Maryland Smith Research / May 4, 2020

Why Purchases Aren’t Made Alone Anymore

How Buying Decisions Have Become a Team Effort

Why Purchases Aren’t Made Alone Anymore

These days, making a purchase takes a village.

Between talking with friends, doing your research and reading reviews online, it is becoming increasingly clear that purchasing decisions have become more of a team effort. With so many choices to make throughout the customer journey, people are turning to their “traveling companions” for guidance, says a new article from the University of Maryland’s Robert H. Smith School of Business.

In the article, published in the Journal of Marketing, Maryland Smith associate professor of marketing Rosellina Ferraro and three co-authors propose that these social influences can be organized along a social distance continuum.
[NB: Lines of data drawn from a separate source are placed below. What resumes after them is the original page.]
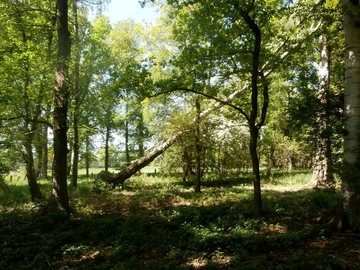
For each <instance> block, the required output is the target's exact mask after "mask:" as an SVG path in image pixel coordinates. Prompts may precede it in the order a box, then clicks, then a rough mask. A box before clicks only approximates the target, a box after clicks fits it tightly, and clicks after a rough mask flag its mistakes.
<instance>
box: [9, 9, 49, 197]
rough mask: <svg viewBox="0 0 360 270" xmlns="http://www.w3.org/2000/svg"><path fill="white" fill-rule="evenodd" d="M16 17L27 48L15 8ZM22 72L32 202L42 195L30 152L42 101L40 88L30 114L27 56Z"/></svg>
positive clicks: (23, 25) (29, 170) (29, 179)
mask: <svg viewBox="0 0 360 270" xmlns="http://www.w3.org/2000/svg"><path fill="white" fill-rule="evenodd" d="M15 9H16V13H15V14H14V16H16V18H17V21H18V25H19V27H20V33H21V37H22V46H23V47H24V48H27V46H28V35H27V33H26V27H24V22H23V18H22V11H21V10H20V9H18V8H16V7H15ZM23 60H24V70H23V73H22V74H21V75H23V77H22V80H23V89H22V98H23V99H24V111H25V123H24V127H23V128H24V131H25V134H24V136H25V138H24V140H23V145H24V148H25V153H24V155H23V156H24V161H25V164H26V176H27V179H28V185H29V190H30V196H31V200H32V201H34V200H36V199H41V198H42V194H41V192H40V188H39V186H38V183H37V181H36V173H35V164H34V157H33V152H32V144H33V140H34V133H35V131H36V128H37V123H36V120H37V119H38V117H39V115H40V112H41V110H40V108H41V101H42V92H41V91H42V90H43V89H42V88H40V93H39V96H38V100H37V103H36V105H35V112H34V113H33V114H32V108H31V105H32V104H31V102H30V98H29V87H30V84H31V75H30V66H31V65H30V59H29V58H28V57H27V56H24V59H23ZM31 118H33V119H34V120H35V121H33V122H32V124H31V127H30V128H29V120H28V119H31Z"/></svg>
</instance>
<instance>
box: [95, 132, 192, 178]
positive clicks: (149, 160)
mask: <svg viewBox="0 0 360 270" xmlns="http://www.w3.org/2000/svg"><path fill="white" fill-rule="evenodd" d="M184 133H185V132H184V131H179V132H178V133H177V134H176V135H174V136H172V137H171V138H170V139H169V140H167V141H166V142H165V143H163V144H162V145H160V146H158V147H155V148H154V149H153V150H152V151H150V152H149V153H147V154H145V155H144V156H143V157H141V158H139V159H137V160H136V161H134V162H133V163H131V164H130V165H129V166H128V167H126V168H125V169H124V170H122V171H121V172H119V173H117V174H114V175H112V177H111V178H110V180H107V181H105V180H104V179H102V178H101V173H99V175H98V178H99V179H101V180H104V181H105V182H108V183H111V184H113V185H117V184H122V183H123V182H124V181H125V180H126V179H128V178H130V177H131V176H132V175H133V174H135V173H136V172H138V171H139V170H141V169H142V168H144V167H145V166H147V165H149V164H150V163H151V162H152V161H153V160H154V159H155V158H157V157H158V156H160V155H161V154H162V153H164V152H165V151H166V150H167V149H168V148H169V147H170V146H171V145H172V144H173V143H174V142H176V140H178V139H179V138H180V137H181V136H182V135H183V134H184Z"/></svg>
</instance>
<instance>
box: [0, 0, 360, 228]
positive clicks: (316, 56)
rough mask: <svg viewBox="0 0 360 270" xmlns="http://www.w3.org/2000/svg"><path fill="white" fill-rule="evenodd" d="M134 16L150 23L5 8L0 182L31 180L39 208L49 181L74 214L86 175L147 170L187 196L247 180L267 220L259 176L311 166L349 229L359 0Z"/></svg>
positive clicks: (69, 209) (4, 10) (258, 205)
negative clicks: (178, 189) (111, 170)
mask: <svg viewBox="0 0 360 270" xmlns="http://www.w3.org/2000/svg"><path fill="white" fill-rule="evenodd" d="M139 4H140V5H141V6H142V7H143V8H146V7H147V6H148V5H152V6H154V7H156V8H158V10H159V11H158V14H159V17H158V18H157V20H156V21H155V22H153V23H149V22H148V23H146V22H142V23H139V22H136V21H134V20H131V19H127V20H121V21H118V22H117V23H115V24H111V23H110V21H109V18H107V17H106V16H104V15H102V14H101V12H98V13H97V15H96V16H95V18H92V19H90V18H91V17H93V16H90V14H92V11H91V10H93V9H94V8H95V9H98V10H99V11H101V9H102V7H104V6H105V5H106V1H105V2H101V1H66V0H57V1H47V2H44V1H38V0H35V1H7V0H5V1H2V2H1V4H0V7H1V9H2V10H3V12H2V13H1V15H0V24H1V28H2V29H3V30H2V32H1V34H0V35H1V38H0V51H1V55H0V102H1V106H2V108H3V110H1V112H0V120H1V126H0V132H1V137H0V147H1V149H2V150H1V164H0V165H1V173H2V174H3V176H5V175H8V174H9V173H10V174H11V173H12V174H14V173H17V172H21V171H23V172H25V174H26V179H27V182H28V186H29V194H30V198H31V200H32V201H36V200H40V199H43V198H44V197H47V195H46V194H43V192H41V190H40V188H39V185H38V180H39V179H44V178H48V177H49V176H50V174H51V187H52V188H51V190H52V191H51V194H50V195H51V196H50V197H51V201H52V203H53V204H54V205H57V206H60V208H62V209H64V210H65V211H66V212H69V213H70V212H72V209H71V206H70V204H69V197H68V185H70V186H72V187H76V186H77V185H78V171H79V169H82V168H84V169H85V170H86V174H87V176H88V177H89V170H90V168H94V167H97V168H102V169H103V170H104V172H105V173H103V174H100V175H99V176H98V178H99V180H103V181H105V182H106V183H107V184H110V185H111V186H113V187H115V186H116V185H118V184H122V185H123V184H124V182H125V181H126V180H127V179H128V178H130V177H131V176H133V175H134V174H135V173H139V172H141V169H143V168H144V167H146V166H148V165H149V164H151V165H152V166H154V167H156V169H155V170H157V171H156V172H157V173H161V174H162V175H178V177H179V178H181V180H183V181H186V180H188V181H190V180H191V181H193V183H194V186H195V191H196V192H200V191H201V184H202V182H203V181H206V180H208V179H230V178H236V177H238V176H239V174H240V173H242V172H248V171H250V172H251V179H252V183H253V192H254V216H255V217H261V216H262V215H263V206H262V197H261V195H262V191H261V183H262V182H261V178H262V177H265V179H270V178H271V177H272V175H273V173H274V171H276V170H287V171H291V170H294V169H306V170H310V171H311V172H312V178H311V179H309V183H308V185H307V186H308V187H316V188H338V187H339V186H340V185H342V195H341V198H342V199H341V201H342V202H343V203H342V204H343V207H340V208H339V209H342V210H341V211H339V213H338V214H337V218H336V219H334V224H335V223H336V225H335V226H339V227H344V226H345V223H346V224H347V225H346V226H348V225H349V226H350V227H353V228H357V229H358V228H359V222H358V221H356V219H355V218H354V216H357V215H358V214H359V213H358V212H359V209H358V207H355V208H351V207H350V208H349V206H348V205H349V204H350V205H352V204H353V203H354V205H356V202H357V201H358V199H355V197H356V196H355V195H353V194H358V192H359V189H358V187H357V184H356V183H357V182H358V181H359V169H358V167H359V166H357V164H359V151H358V150H357V149H358V148H359V135H358V132H357V130H358V123H359V112H358V111H357V110H358V109H357V108H358V106H357V104H358V102H359V95H358V92H359V91H360V90H359V81H358V79H356V78H358V77H357V74H358V73H359V60H358V58H357V57H358V53H359V52H358V51H359V41H358V38H357V37H358V35H357V34H354V33H358V31H359V29H358V28H359V27H358V21H359V3H358V1H345V0H344V1H342V3H340V2H339V1H332V0H326V1H314V0H302V1H282V0H272V1H255V0H252V1H234V0H221V1H208V0H194V1H180V0H167V1H165V0H164V1H139ZM356 31H357V32H356ZM344 33H345V34H344ZM354 44H355V45H354ZM353 45H354V47H356V49H357V51H356V50H355V49H353V47H352V46H353ZM344 52H345V53H344ZM344 54H345V56H346V57H345V58H344ZM344 70H345V75H344ZM344 145H345V146H344ZM114 169H115V170H118V172H115V173H111V172H114ZM110 170H112V171H111V172H110ZM50 172H51V173H50ZM154 172H155V171H154ZM2 182H3V184H4V185H5V186H6V183H5V181H2ZM353 196H355V197H353ZM340 204H341V203H340ZM349 209H350V210H349ZM351 209H352V210H351Z"/></svg>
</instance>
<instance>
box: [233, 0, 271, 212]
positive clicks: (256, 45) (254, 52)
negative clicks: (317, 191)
mask: <svg viewBox="0 0 360 270" xmlns="http://www.w3.org/2000/svg"><path fill="white" fill-rule="evenodd" d="M234 7H235V9H236V10H237V11H238V12H239V14H240V15H241V17H242V18H243V19H244V21H245V23H246V24H247V25H248V26H249V28H250V29H251V31H252V32H253V33H254V37H255V39H254V49H253V54H252V71H251V111H250V116H247V115H245V116H246V117H247V121H248V123H249V128H250V144H249V150H250V156H251V161H252V169H253V184H254V216H255V218H259V217H260V216H261V214H262V199H261V184H260V164H259V157H258V153H257V140H258V136H259V130H260V128H261V127H262V125H263V124H264V122H265V117H266V112H267V107H268V101H269V100H268V99H269V97H268V85H267V83H266V81H265V78H264V75H263V74H261V72H260V71H259V64H260V51H261V30H260V28H259V26H258V25H257V24H256V22H255V21H254V20H253V19H252V18H251V17H250V15H249V13H248V12H245V11H244V10H242V9H241V7H240V6H239V4H238V3H236V4H235V5H234ZM260 75H261V76H262V78H263V83H264V86H263V87H264V89H263V104H262V108H261V115H260V120H259V122H258V123H256V120H257V117H258V110H259V104H258V98H259V86H258V84H259V77H260Z"/></svg>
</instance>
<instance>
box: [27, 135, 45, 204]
mask: <svg viewBox="0 0 360 270" xmlns="http://www.w3.org/2000/svg"><path fill="white" fill-rule="evenodd" d="M25 136H30V137H32V136H33V135H32V134H27V135H25ZM31 141H32V138H27V139H25V141H24V148H25V152H24V160H25V164H26V178H27V180H28V185H29V189H30V197H31V201H35V200H40V199H42V198H43V196H42V194H41V191H40V188H39V185H38V183H37V181H36V174H35V168H34V156H33V151H32V150H33V149H32V146H31Z"/></svg>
“Social distance can be thought of as five dimensions: number of social others, the extent to which the other is known, temporal and physical presence, group membership, and strength of ties,” Ferraro writes on the American Marketing Association website.

With social others, Ferraro says there are primarily two types to consider: distal and proximal others. Distal social others, she says, can be larger groups, whose members might not be present or even known to the consumer.

“When a distal other is a single individual, it will tend to be someone the consumer does not know personally, such as a YouTube tutor or an anonymous review writer,” Ferraro says.

Proximal others, on the other hand, typically share an immediate relationship with the purchaser, says Ferraro. They contribute by offering distinct and articulated comments or ideas to the focal customer’s journey.

“For example, a consumer may be influenced by a single, close friend representing one, well-known, physically present, in-group member with strong social ties,” says Ferraro.

As companies and brands continue to adapt to the social customer journey, they will have to consider how and when to jump in what are considered to be consumer-to-consumer interactions, Ferraro says.

This might include determining when and how to respond to negative customer reviews or social media attention, as well as when to highlight a social media influencer who is either implicitly or explicitly endorsing the product, Ferraro says.

Businesses can also take a look into managing “sponsored” blog posts and when they should provide “corrective” information to mitigate unfavorable product information being disseminated by others, she says.

Given how technology has reshaped the customer journey by increasing the number of opinions consumers are exposed to, businesses may leverage new tools to help nudge consumers from evaluation to decision, says Ferraro. This has already been observed through decision support systems where the customer and an artificial intelligence (AI)-enabled agent, like a chatbot, complete the purchase together.

However, Ferraro says, this is something that warrants further assessment in terms of how it might impact customer journeys in the future.

“Firms must carefully consider their usage of new technologies like AI and attend specifically to the social implications.”